No More Mdina Landscapes

Lisa Falzon (b. 1983)

Acrylic on canvas. 65cm x 65cm. 2006.

Lisa Falzon draws her inspiration from the notions of femininity – vulnerability, tenderness, protection and inner strength- to render her images into visual metaphors and stories. Such a narrative develops in her early work ‘No More Mdina Landscapes’ and provokes the viewer to question their opinions on what constitutes true progress.

No More Mdina Landscapes, is at first glance a rather ‘cute’ image of a girl seated on a rubble wall, making a hand gesture inviting the viewer to keep a secret. Upon further inspection it is evident that the secret we are entrusted with is far from childlike or innocent but pushes forward an ecological message. The artist toys with the viewer’s thoughts on how we treat our natural and urban landscape. On the one hand the view of Mdina is burning against a beautiful cerulean blue sky, and on the other the girl sits on a traditional rubble wall cheekily holding the match. A harsh question is asked: should we hold on to our traditional landscape or should we make way for urban development?

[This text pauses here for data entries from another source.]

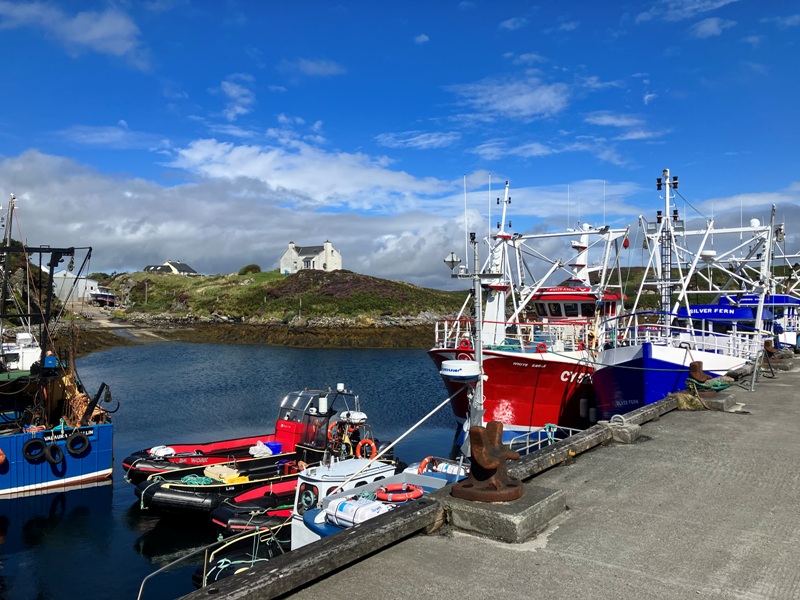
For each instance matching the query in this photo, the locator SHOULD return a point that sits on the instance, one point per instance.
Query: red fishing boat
(536, 337)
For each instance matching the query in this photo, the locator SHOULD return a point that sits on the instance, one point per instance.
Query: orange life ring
(331, 428)
(366, 442)
(399, 492)
(428, 460)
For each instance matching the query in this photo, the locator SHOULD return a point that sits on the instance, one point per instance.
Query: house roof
(181, 267)
(309, 250)
(157, 269)
(167, 267)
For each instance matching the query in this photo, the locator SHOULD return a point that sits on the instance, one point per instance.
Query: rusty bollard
(488, 479)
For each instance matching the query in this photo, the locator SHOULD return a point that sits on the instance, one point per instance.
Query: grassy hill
(272, 295)
(312, 294)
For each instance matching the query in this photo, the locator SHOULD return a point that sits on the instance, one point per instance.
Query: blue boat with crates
(53, 434)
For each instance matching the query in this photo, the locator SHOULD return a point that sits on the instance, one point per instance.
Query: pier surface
(703, 505)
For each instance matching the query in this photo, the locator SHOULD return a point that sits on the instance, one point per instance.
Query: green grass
(272, 295)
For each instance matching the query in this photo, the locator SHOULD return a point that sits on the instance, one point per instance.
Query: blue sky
(216, 132)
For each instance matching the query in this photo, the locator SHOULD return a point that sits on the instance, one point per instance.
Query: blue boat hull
(20, 475)
(629, 377)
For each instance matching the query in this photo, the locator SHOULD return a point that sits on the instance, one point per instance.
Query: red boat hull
(525, 391)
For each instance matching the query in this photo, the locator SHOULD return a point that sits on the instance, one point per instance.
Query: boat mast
(6, 264)
(666, 243)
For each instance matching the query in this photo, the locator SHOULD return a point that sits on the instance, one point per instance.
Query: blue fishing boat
(644, 355)
(53, 434)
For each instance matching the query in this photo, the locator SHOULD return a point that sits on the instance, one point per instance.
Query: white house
(319, 258)
(65, 283)
(174, 267)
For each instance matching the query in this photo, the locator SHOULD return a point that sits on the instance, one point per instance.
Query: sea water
(97, 542)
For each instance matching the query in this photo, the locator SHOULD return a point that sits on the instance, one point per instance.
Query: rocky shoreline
(101, 332)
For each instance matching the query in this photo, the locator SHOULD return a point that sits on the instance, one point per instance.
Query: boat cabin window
(315, 432)
(290, 413)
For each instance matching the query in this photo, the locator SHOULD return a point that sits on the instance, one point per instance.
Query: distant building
(68, 287)
(174, 267)
(318, 258)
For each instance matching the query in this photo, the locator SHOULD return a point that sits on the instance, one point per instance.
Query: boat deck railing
(532, 441)
(534, 336)
(636, 329)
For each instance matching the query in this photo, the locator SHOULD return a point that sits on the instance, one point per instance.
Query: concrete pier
(704, 504)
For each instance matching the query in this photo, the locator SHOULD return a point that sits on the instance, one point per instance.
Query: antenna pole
(466, 235)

This work raises the same questions as the Pop-Surrealist artist Mark Ryden, whose works in ‘The Tree Show’ also encourage the viewer to think about the environment. Both artists use innocent characters which at first glance lull the viewer into a false sense of security-“this is simply a pretty painting” – but upon deeper inspection sends a message that penetrates on multiple levels and reflects upon the values by which we live.